TAYLOR, Neb. — Loup County High School is off the beaten path. It’s tucked away in the tiny town of Taylor, which is home to fewer than 200 people. The junior class has just seven students. But on Monday, two them and their teacher earned international recognition. 

That’s Norm Conard and he’s from the Lowell Milken Center for Unsung Heroes. He was in Taylor for a surprise assembly to honor Angel Estrada for being one of 14 finalists for the center’s Discovery Award. 

“It was just unreal. I was speechless," Estrada said. "I was just feeling all sorts of emotions.”

And he was there to present Madison Glidden with the outstanding high school project award.

“When he called me down, I was like, ‘oh my gosh,’" Glidden said. "And then he said international and I was like, ‘I won!’”

The competition challenges students to make a documentary, performance or website that tells the story of an unsung hero. Angel made a documentary on Dr. Elizabeth Catlett.

“We have similar interests, she’s an artist and I’m very into art as well," Estrada said. "We come from the same background. So I knew that she kind of clicked and I knew I wanted her story to be heard.”

Madison’s documentary profiled Dr. Susan La Flesche.

“She wanted to help her people in every way that she could," Glidden said. "No matter how she was feeling, she wanted to make other people feel better and I want to do that.”

The Central Nebraska school is building a dynasty in the competition. Loup County’s Gracie Conrad won the overall grand prize last year.

“We have had winners from New York, California, Washington, Texas, Minnesota, Iowa — many places," Conard said. "But not one school with two winners, two years in a row.”

The school’s improbable success comes under the tutelage of teacher Megan Helberg.

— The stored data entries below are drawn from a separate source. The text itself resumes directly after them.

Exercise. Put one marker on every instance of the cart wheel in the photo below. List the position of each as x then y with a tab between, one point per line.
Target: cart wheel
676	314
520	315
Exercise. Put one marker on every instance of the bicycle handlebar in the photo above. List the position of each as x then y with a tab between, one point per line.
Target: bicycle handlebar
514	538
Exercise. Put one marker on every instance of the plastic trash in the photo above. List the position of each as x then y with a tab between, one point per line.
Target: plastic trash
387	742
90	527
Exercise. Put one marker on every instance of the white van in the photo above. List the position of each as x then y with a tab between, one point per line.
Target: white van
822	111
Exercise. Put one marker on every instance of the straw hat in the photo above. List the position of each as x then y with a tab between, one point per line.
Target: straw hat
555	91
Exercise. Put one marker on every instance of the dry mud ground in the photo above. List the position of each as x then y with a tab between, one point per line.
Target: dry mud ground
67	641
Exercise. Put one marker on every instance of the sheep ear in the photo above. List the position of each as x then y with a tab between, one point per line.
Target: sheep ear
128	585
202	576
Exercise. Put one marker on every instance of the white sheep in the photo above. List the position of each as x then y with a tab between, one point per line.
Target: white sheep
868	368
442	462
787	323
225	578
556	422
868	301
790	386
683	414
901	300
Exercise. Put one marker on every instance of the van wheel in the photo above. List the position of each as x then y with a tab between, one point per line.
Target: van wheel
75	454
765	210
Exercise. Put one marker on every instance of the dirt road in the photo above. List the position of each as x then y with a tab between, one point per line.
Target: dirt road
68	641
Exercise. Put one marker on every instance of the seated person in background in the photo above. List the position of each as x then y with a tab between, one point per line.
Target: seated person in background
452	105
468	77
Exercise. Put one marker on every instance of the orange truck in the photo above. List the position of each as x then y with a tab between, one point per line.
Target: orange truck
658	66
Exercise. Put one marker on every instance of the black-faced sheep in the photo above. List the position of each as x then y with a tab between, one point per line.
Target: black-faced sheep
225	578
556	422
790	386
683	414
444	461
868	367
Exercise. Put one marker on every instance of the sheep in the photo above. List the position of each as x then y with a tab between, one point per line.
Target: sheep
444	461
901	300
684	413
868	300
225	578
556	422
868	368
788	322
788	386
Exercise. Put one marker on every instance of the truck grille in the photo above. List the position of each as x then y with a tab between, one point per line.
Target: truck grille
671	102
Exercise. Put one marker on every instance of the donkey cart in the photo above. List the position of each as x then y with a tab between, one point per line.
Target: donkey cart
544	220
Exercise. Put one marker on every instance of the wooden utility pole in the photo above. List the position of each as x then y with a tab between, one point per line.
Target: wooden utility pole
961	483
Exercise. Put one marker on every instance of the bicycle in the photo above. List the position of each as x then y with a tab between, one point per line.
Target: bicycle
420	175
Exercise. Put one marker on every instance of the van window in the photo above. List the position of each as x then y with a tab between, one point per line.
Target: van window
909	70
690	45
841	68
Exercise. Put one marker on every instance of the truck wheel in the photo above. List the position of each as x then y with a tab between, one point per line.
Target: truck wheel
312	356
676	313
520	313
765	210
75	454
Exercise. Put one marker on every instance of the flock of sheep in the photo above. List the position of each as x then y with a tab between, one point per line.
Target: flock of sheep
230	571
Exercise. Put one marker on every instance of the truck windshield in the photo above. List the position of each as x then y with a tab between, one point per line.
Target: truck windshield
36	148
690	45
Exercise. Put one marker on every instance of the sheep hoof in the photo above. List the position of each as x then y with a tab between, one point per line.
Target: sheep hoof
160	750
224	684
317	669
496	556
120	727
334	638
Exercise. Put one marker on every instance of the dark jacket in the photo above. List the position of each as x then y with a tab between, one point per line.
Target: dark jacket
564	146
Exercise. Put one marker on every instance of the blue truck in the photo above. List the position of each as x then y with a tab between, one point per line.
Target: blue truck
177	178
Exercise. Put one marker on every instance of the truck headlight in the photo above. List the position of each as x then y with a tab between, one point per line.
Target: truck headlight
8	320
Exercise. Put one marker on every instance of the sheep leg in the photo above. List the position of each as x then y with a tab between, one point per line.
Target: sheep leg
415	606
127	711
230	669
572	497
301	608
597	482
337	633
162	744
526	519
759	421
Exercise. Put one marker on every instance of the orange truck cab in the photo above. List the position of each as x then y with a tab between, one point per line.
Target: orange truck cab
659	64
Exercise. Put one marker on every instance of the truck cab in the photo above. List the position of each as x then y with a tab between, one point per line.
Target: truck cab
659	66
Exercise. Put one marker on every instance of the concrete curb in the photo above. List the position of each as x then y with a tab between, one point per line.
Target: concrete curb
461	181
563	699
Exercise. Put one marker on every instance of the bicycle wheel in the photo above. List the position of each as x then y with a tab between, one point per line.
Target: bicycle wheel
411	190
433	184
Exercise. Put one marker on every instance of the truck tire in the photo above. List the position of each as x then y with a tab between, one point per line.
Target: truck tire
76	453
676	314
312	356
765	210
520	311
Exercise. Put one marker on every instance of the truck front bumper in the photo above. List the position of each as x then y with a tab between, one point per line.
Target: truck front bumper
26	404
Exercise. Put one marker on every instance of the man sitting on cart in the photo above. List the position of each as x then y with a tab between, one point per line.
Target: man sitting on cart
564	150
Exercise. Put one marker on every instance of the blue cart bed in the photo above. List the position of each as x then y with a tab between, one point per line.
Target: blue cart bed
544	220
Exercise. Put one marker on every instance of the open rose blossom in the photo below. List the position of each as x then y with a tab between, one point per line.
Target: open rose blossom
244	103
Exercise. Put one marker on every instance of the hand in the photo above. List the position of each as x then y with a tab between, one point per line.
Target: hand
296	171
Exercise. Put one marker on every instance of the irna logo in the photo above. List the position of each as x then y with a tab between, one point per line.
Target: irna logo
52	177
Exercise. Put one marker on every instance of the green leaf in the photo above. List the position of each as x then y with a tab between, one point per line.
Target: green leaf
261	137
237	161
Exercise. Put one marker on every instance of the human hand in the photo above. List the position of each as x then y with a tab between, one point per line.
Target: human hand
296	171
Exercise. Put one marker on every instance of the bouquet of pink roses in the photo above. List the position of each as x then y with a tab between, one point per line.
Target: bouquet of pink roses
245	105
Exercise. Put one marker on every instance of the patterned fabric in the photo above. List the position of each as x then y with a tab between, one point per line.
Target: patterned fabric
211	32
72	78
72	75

She received an outstanding educator award from the center.

“That was quite the surprise as well, he left that part out when we were going back and forth about the kids receiving their awards," Helberg said. "It’s an incredible honor to just even be associated with the Lowell Milken Center for Unsung Heroes.”

Helberg says the awards are a reflection of the community and the school.

“We want people to know that our little, tiny school public school is a quality school," Helberg said. "We are doing quality projects, we have students that are here competing on the top stage of the whole nation and the whole world.”